И вот позади тридцать пять лет послевоенной жизни. Она у Петра Ильича и Нины Викторовны сложилась хорошо, как и должна была сложиться у хороших, честных, трудолюбивых, небесталанных людей.
– Хлеб добываем любимым делом. А это уже – половина счастья, – говорит Петр Ильич, показывая мне рисунки Нины Викторовны в книжках для малышей и репродукции своих картин в журналах и в книгах по искусству. – Мы еще хоть куда! Но, конечно, теперь уже "с ярмарки едем". А вот Галя с Игорем – на пороге всего. Способные ребята! И я жду от них больше, чем ждал от себя. Дети должны идти дальше отцов.
Семья Биланов живет и работает дружной артелью. Есть у них хорошая мастерская. На видавшей виды старенькой "Волге" летом они уезжают писать этюды – бывают в колхозах, непременно ставят шалаш у Десны, они влюблены в Киев, как только могут быть влюблены в этот город киевляне-художники.

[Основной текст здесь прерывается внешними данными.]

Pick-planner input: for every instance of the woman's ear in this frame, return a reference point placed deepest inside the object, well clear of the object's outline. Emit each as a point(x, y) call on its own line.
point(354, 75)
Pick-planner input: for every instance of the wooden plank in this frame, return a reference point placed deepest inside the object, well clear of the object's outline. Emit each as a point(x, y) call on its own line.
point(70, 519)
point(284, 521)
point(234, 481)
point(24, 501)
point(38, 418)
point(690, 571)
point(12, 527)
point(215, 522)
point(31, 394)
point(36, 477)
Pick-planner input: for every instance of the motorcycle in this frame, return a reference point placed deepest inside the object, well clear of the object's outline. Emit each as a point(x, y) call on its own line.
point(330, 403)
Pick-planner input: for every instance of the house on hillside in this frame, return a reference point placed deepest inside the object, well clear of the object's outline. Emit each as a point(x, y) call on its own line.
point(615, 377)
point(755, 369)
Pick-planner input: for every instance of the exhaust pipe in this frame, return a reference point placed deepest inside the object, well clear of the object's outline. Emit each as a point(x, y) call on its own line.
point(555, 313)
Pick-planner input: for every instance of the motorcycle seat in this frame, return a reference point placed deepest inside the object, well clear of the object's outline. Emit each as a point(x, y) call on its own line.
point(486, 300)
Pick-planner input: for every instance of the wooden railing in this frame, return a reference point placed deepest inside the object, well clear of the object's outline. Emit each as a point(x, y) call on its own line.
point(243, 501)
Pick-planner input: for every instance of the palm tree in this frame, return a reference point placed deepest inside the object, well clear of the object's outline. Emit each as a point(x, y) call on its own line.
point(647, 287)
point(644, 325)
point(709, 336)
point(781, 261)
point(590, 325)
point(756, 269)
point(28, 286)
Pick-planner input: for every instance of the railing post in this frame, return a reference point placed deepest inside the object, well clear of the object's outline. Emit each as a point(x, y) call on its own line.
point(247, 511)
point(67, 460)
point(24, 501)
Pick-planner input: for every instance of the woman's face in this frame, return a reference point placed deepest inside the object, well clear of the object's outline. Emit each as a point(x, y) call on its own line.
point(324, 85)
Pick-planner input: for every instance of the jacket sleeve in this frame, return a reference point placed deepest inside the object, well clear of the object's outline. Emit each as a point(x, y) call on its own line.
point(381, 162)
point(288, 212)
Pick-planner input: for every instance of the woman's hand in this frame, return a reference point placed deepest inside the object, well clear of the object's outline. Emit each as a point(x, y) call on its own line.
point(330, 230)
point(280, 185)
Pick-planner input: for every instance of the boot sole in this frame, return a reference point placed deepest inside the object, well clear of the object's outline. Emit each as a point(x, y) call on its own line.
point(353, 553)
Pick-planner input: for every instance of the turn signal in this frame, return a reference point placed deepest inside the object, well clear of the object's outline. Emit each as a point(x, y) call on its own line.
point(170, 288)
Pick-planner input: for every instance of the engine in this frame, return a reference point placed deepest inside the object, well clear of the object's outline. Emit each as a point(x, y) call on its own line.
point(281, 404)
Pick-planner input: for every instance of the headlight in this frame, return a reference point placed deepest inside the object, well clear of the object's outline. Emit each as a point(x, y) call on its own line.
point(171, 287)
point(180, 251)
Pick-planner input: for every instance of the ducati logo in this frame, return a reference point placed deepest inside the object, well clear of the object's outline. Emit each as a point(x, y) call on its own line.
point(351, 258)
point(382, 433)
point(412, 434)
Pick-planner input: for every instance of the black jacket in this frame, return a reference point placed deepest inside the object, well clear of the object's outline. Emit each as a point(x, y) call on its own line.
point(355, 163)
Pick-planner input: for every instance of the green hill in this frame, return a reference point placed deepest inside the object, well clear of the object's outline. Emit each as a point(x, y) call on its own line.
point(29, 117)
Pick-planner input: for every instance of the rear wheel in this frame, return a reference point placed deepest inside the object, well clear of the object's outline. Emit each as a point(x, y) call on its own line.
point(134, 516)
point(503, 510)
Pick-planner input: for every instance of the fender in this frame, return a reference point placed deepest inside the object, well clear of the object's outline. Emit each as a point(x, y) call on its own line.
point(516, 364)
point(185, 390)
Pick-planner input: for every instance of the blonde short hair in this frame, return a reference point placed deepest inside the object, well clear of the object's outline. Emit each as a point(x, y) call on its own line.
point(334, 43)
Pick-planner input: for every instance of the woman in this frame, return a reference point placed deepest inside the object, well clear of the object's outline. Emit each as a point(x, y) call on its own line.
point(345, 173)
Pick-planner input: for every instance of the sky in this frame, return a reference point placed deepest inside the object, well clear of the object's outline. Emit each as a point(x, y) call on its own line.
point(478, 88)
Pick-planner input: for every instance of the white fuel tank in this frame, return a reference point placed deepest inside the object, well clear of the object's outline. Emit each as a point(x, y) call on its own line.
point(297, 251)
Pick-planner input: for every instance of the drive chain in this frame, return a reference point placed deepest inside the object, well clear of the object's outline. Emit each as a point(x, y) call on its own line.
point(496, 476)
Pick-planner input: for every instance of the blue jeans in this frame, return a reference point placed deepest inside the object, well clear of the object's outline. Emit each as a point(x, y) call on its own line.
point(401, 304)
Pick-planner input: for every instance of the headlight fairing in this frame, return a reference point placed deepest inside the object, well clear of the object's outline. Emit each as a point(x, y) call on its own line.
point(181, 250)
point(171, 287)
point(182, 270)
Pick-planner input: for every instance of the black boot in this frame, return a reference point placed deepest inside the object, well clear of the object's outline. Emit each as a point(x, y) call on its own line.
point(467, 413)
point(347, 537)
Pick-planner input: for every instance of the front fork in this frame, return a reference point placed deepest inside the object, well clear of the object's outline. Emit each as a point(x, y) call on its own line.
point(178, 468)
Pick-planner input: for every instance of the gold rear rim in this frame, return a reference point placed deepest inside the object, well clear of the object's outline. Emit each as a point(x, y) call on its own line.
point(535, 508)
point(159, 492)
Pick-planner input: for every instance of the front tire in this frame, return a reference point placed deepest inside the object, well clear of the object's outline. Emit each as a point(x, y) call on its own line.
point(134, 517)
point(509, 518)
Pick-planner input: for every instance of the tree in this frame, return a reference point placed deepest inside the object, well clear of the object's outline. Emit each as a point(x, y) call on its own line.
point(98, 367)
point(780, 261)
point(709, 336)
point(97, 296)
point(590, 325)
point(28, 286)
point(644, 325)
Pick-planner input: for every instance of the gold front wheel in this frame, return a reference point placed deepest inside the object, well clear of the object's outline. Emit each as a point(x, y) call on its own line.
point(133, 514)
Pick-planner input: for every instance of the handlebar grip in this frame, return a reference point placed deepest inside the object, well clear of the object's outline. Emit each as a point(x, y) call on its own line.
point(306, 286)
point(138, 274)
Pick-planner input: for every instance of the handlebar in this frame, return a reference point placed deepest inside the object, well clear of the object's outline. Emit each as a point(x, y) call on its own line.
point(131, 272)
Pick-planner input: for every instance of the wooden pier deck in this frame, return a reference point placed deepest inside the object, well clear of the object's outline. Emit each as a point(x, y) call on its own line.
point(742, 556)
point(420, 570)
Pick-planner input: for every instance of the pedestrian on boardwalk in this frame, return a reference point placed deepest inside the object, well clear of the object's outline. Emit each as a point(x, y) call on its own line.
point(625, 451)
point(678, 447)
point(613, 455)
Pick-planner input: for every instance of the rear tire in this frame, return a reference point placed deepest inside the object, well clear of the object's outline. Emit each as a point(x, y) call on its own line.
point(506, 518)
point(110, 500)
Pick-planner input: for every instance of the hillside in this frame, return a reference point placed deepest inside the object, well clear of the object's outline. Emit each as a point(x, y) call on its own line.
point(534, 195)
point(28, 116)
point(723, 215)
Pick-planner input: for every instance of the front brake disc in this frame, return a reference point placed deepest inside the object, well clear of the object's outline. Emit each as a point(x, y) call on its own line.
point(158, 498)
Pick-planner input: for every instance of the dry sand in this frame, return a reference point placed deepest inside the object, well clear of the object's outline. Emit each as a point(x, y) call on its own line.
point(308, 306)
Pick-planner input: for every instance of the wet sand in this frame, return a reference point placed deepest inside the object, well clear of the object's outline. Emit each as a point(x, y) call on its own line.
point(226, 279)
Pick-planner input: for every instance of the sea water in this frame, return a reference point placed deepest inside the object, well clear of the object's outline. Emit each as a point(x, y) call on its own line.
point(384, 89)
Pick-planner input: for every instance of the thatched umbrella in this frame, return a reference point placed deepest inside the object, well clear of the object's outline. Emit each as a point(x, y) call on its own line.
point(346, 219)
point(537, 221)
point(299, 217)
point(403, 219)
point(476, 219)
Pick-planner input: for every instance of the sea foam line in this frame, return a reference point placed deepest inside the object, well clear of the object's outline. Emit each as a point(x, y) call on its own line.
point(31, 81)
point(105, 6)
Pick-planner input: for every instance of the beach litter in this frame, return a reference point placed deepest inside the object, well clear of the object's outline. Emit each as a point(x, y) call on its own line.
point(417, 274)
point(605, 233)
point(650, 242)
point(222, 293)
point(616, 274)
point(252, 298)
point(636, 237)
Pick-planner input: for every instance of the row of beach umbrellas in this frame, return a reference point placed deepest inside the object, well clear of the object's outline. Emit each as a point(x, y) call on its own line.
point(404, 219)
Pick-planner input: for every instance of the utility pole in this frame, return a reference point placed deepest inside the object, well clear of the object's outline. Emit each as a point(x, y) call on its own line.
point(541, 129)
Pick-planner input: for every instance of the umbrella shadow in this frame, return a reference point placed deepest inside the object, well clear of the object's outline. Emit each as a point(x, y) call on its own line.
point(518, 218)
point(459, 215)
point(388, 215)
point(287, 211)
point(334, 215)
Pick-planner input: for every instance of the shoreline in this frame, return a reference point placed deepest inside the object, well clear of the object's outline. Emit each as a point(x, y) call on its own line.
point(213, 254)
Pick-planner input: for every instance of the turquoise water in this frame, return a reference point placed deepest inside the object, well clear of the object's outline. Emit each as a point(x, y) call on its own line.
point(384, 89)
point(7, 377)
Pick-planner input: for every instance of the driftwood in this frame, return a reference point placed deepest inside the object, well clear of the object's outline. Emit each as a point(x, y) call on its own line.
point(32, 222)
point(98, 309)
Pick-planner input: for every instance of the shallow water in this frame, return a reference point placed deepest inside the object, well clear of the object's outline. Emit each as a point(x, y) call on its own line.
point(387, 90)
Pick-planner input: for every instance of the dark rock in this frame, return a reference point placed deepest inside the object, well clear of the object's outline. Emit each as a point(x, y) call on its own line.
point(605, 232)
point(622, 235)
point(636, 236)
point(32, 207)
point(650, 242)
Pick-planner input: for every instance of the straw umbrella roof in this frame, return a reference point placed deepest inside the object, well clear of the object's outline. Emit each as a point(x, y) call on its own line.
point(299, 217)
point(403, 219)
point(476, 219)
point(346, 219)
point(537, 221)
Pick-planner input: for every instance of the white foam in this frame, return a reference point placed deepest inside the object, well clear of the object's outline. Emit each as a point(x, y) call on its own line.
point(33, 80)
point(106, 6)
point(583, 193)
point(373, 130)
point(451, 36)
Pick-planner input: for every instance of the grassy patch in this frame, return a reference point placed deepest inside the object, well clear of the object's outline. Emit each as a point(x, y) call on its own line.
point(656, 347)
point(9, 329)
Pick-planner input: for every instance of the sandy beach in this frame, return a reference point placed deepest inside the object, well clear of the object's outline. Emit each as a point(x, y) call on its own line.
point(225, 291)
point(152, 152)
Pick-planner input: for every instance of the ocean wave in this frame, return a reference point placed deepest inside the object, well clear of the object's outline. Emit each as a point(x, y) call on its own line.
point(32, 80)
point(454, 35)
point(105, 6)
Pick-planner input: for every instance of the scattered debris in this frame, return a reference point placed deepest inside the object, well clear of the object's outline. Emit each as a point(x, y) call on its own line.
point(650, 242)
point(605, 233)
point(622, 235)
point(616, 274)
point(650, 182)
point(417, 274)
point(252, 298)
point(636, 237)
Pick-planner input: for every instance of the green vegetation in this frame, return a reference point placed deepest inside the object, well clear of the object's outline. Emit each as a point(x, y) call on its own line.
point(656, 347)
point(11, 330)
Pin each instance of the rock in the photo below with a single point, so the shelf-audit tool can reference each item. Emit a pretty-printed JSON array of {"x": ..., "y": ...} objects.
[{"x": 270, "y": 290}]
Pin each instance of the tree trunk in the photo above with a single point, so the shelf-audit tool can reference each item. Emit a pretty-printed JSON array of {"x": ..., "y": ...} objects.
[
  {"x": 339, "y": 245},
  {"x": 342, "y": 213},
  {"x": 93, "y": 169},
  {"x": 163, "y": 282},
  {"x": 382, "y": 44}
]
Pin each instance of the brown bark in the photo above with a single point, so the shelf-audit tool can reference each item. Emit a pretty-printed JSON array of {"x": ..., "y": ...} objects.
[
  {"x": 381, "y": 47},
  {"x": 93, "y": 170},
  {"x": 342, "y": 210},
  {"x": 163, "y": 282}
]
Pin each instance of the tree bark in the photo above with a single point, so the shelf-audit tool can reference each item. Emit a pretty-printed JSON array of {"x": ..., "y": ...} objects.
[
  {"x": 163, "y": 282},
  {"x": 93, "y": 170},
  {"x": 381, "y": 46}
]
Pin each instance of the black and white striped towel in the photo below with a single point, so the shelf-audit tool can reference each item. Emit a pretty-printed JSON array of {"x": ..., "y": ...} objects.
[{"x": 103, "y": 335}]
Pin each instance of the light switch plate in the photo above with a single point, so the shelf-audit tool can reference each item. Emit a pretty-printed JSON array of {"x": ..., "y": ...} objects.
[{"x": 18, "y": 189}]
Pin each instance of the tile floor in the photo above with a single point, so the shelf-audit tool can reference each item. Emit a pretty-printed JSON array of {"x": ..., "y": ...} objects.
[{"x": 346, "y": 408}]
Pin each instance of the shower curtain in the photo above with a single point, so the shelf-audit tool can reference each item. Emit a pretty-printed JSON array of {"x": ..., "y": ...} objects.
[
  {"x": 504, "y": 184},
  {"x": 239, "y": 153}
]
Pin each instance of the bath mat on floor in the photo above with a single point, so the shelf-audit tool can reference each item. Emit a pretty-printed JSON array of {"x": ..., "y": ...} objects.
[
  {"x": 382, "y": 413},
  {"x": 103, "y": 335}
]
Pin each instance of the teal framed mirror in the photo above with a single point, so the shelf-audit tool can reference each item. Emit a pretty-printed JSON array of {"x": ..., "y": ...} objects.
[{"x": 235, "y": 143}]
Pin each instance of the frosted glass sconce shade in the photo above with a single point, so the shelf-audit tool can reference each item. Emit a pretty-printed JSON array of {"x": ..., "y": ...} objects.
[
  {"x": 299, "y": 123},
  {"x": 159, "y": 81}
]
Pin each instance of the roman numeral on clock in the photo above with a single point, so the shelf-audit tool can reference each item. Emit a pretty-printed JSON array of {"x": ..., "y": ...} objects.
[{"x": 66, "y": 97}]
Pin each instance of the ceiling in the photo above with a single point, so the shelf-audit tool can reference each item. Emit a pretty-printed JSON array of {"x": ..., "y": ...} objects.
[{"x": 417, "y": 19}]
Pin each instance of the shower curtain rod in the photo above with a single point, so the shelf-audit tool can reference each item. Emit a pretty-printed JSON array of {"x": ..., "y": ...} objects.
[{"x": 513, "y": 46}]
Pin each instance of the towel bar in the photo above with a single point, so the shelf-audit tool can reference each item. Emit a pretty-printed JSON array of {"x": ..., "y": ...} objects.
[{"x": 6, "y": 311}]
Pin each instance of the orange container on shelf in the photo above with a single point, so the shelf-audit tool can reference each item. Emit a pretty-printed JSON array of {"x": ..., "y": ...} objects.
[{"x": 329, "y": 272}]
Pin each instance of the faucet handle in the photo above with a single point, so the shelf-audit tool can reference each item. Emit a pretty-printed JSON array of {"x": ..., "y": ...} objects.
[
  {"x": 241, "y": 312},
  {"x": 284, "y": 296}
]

– Все у нас хорошо. А эти вести от Карла сделали нашу семью просто счастливой. В письме я приглашаю Карла приехать. Все подробно ему изложил. – Петр Ильич читает вслух выдержки из письма. После знака "PS" в нем все уточняющая приписка: "Карл! Купи билет в Киев и приезжай, об остальном позаботимся мы, Биланы".
Разговор окончен, и мы с Петром Ильичом сидим у окна, за которым в пахучих волнах черемухи, вишен и яблонь сходит с ума соловей.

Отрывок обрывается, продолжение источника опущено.